ÖNCE EKONOMİK TEDBİRLER
Edinilen bilgilere göre toplantıda, referandumun hemen ardından Türkiye’nin ilk etapta uygulayacağı yaptırımlar gündeme gelirken, bu yaptırımların özellikle ekonomik nitelikte olanlarının hemen devreye sokulması seçeneği öne çıktı. Siyasi ve güvenlikle ilgili tedbirler de aşama aşama uygulamaya konulacak. Öncelikle uygulanacak yaptırımlar arasında; Habur Sınır Kapısı’nın kapatılması, petrol alımının durdurulması ve ekonomik olarak zor durumda bulunan Barzani yönetimine yapılan maddi yardımların hemen kesilmesi bulunuyor. Habur Sınır Kapısı’nın kapatılması ile Barzani’nin İran veya Bağdat kapılarını kullanmasının önüne geçilmesi için de Türkiye, her iki ülke ile temas halinde olacak. Bu kapsamda Barzani’nin tek çıkış kapısı olarak gördüğü İran seçeneği de ortadan kalkarsa, Kuzey Irak’ın dünya ile bağı kopmuş olacak.
GÜNDEM REFERANDUM
Cumhurbaşkanı Erdoğan’ın 4 Ekim’de İran’a yapacağı ziyaretin ana gündem maddesinin Kuzey Irak referandumunun olacağı ve Barzani’ye karşı alınacak ortak tedbirlerin ele alınacağı belirtildi.
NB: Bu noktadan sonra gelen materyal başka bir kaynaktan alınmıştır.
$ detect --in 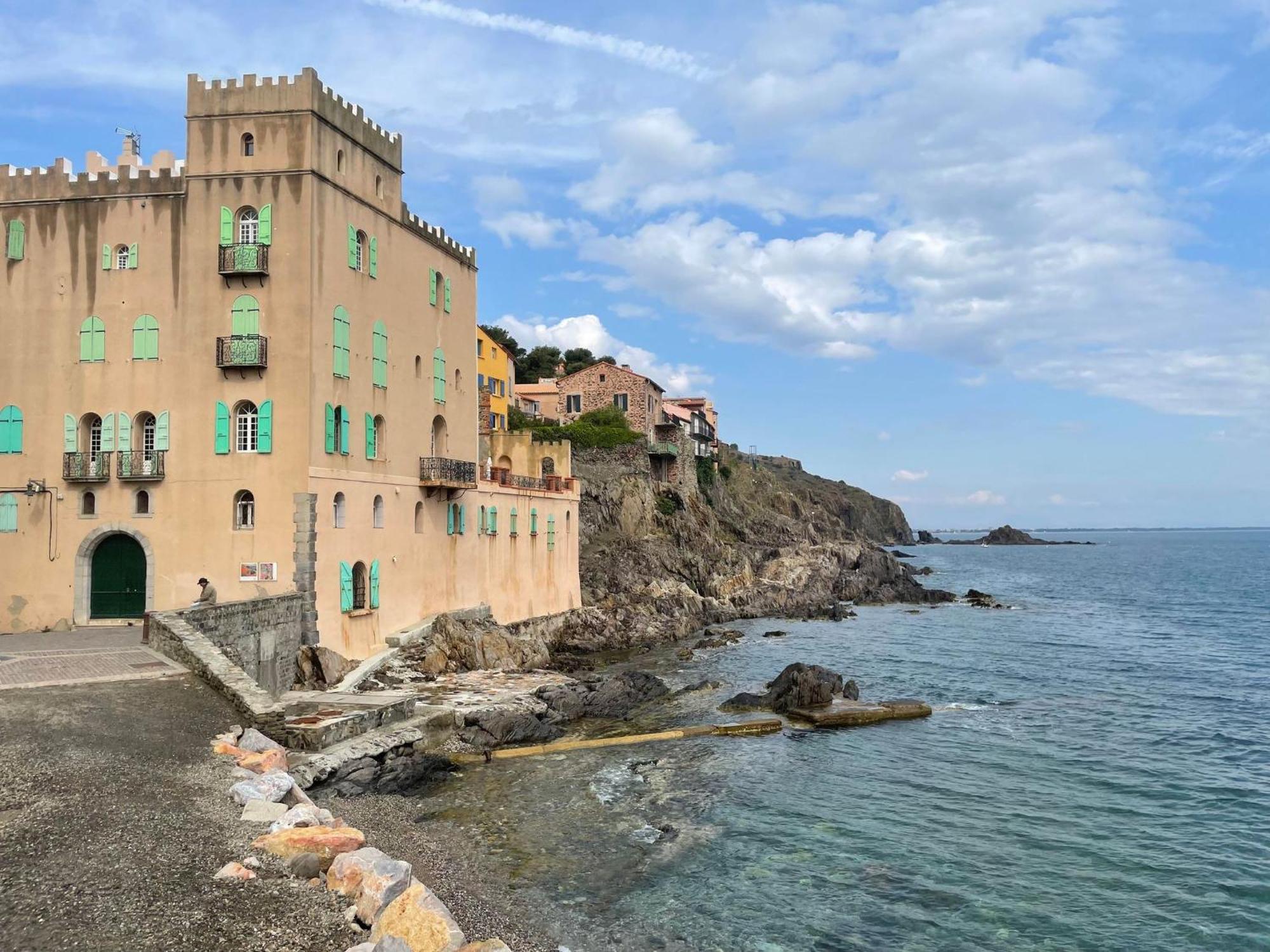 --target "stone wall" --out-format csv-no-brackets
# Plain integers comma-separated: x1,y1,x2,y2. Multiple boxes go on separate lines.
178,592,305,697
Erdoğan’ın, Bakanlar Kurulunda, Kuzey Irak karşı ilk etapta devreye girecek önlemlerin yanı sıra, diğer tüm seçenekler konusunda da tüm bakanlıkların çalışma yapması talimatını verdiği öğrenildi. Toplantıda, Türkiye’nin Ankara Anlaşması’ndan doğan haklarının uluslararası arenada gündeme getirmesi ve bu haklarını kullanması dâhil her türlü radikal tedbirin masada olması görüşünün ön plana çıktığı ifade edildi.